I'll try and get some tests written this week .. sometime. When I last
looked there wasn't much testing of the readv() implementations that I
could see. I think we want to have a couple of decent blackbox tests
that do pull/branch of regular and repo branches over the various
transports.

I think it'd be also good if we could collect some stock responses
from various HTTP servers for various range requests, and test against
those. My expectation is Apache's the only one that will actually give
us back ranges, and others might even break, so we'll need some
fallback mechanism.

> >> I'm not sure how we want to write multirange support into
> >> SimpleHTTPServer, but we might consider merging this anyway.

I think that should be doable, a naive implementation at least.

> >> +        raise BzrError("HTTP couldn't handle code %s", response.code)
> >
> > Perhaps this should be a TransportError instead, and include the status
> > text from the response?
>
> Either TransportError or a PathError.

I'm not sure what kind of error, but for testing I actually had code
there to dump the response to a file.
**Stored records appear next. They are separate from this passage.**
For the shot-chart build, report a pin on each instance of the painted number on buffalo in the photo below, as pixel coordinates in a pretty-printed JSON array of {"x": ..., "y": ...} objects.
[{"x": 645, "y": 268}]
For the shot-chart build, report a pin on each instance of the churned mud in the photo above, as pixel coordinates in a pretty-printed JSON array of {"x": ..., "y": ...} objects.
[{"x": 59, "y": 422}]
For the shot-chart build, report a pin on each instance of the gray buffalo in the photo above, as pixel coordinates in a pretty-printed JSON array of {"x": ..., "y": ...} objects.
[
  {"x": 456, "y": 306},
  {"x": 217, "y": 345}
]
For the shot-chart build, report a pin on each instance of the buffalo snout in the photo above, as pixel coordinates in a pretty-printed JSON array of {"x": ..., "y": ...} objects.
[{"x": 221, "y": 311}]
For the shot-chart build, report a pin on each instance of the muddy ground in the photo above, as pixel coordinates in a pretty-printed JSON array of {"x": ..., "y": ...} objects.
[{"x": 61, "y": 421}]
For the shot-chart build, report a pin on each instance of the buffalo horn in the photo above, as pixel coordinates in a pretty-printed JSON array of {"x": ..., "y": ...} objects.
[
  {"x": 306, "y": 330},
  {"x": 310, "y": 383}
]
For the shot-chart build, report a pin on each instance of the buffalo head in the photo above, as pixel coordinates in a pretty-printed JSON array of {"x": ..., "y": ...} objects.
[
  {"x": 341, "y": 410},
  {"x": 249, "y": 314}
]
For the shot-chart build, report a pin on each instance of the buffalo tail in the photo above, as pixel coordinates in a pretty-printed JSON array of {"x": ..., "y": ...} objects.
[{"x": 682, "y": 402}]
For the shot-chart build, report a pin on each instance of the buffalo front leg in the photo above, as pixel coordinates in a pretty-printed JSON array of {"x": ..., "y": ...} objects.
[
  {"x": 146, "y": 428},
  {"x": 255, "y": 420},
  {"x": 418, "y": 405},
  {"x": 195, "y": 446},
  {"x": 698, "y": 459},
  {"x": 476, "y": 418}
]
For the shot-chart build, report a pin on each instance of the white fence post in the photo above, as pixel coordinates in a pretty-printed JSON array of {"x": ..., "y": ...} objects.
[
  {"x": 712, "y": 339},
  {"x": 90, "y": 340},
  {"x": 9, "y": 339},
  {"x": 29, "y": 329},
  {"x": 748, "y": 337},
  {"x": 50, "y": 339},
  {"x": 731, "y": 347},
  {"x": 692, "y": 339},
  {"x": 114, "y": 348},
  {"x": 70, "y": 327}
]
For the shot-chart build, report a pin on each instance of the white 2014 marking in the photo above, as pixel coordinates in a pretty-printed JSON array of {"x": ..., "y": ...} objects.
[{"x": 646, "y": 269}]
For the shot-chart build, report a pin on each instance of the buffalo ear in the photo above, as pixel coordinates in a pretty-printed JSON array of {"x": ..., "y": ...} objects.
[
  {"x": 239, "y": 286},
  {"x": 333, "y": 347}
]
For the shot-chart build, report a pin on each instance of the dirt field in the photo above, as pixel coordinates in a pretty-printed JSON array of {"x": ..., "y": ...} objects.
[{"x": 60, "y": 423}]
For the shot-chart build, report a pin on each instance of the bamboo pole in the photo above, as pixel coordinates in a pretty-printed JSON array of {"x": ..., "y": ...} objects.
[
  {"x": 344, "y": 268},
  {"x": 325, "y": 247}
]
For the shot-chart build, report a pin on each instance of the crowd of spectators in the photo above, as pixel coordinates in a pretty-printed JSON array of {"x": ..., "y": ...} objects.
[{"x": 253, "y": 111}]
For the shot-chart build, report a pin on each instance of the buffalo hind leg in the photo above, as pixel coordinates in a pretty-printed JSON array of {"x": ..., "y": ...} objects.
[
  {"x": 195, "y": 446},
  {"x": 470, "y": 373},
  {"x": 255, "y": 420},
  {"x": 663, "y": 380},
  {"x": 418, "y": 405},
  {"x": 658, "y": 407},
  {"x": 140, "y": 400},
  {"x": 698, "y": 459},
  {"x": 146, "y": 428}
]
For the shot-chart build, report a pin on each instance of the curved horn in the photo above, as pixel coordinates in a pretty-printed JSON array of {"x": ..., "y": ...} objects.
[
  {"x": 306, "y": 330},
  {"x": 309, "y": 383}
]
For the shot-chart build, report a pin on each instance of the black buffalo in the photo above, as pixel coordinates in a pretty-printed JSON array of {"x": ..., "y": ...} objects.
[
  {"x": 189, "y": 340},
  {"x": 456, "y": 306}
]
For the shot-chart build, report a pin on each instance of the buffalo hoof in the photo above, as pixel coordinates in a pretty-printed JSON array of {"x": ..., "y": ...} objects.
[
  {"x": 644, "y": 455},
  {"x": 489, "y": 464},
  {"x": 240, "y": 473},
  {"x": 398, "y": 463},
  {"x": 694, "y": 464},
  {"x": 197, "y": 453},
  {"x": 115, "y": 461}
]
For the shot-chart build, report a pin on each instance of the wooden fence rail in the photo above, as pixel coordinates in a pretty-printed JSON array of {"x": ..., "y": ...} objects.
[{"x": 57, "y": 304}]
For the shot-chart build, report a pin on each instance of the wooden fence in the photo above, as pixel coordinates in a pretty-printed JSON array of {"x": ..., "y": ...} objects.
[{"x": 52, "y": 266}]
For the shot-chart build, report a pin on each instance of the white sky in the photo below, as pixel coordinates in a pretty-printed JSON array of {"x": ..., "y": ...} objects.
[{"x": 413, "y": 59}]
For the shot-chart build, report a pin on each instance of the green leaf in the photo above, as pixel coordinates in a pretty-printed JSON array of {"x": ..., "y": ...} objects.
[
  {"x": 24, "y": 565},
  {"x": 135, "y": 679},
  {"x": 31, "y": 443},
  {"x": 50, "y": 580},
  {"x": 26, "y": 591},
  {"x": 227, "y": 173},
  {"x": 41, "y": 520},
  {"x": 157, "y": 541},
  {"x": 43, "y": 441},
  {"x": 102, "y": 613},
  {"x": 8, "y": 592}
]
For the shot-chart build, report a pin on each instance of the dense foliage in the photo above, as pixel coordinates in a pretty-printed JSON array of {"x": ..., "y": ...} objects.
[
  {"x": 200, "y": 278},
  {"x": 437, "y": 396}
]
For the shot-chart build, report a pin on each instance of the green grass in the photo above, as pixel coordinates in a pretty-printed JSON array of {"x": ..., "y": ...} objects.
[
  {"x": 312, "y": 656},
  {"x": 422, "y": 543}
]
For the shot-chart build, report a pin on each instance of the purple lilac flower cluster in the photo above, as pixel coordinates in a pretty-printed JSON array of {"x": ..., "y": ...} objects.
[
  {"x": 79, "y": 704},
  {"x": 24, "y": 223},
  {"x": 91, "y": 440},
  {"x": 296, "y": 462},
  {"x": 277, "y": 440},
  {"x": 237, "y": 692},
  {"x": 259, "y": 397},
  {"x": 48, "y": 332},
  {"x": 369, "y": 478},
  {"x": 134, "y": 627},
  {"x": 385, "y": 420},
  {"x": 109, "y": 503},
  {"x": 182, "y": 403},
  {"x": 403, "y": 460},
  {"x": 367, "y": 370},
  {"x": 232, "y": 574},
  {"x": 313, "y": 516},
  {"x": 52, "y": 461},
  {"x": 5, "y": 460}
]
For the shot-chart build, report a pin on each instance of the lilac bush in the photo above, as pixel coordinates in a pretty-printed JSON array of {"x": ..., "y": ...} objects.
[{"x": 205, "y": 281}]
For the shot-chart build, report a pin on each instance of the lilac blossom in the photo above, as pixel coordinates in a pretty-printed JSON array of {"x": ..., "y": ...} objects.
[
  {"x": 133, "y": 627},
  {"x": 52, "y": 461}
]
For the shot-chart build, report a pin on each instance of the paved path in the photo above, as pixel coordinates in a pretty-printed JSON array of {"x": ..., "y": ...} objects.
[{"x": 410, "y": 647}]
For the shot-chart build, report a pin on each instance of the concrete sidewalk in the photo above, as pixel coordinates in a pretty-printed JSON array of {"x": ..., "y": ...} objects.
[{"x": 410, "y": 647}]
It might be better to drop it in
.bzr.log than onto the user though I think.

> >> +    def _offsets_to_ranges(self, offsets):
> >
> > It's not clear from the docstring what the difference is between
> > "offsets" and "byte ranges" in this context or whether there is a
> > difference.  It looks like you just mean to join up adjacent ranges (?)
> > - if so, say so.
>
> Requests to readv are given in 'start, length', but ranges are from
> 'start, end'. It collapses overlapping/adjacent ranges (I could argue we
> could go one better and collapse if they are 'close enough').
> Probably an example makes it the most obvious (and we can add this to
> the doc string):
>
> Examples:
>   [(5, 3)] => [(5, 8)]
>   [(5, 3), (6, 2)] = [(5,8)]
>   [(5, 3), (8, 2)] = [(5,8), (8,10)]
>   [(5, 3), (2, 1)] = [(2,3), (5,8)]

Yep. "Offsets" are the readv format of (start, length), "Ranges" is my
contraction of "Byte-ranges" as the HTTP spec defines them, ie.
(start, end) inclusive.

I thought about collapsing "close enough" ranges, but the million
dollar question is how close is "enough"? On a fast link it might be a
matter of MB, whereas on a modem it might be a matter of bytes. We
might be able to come to a compromise though. In practice I was seeing
most readv()s collapse into 1 range anyway.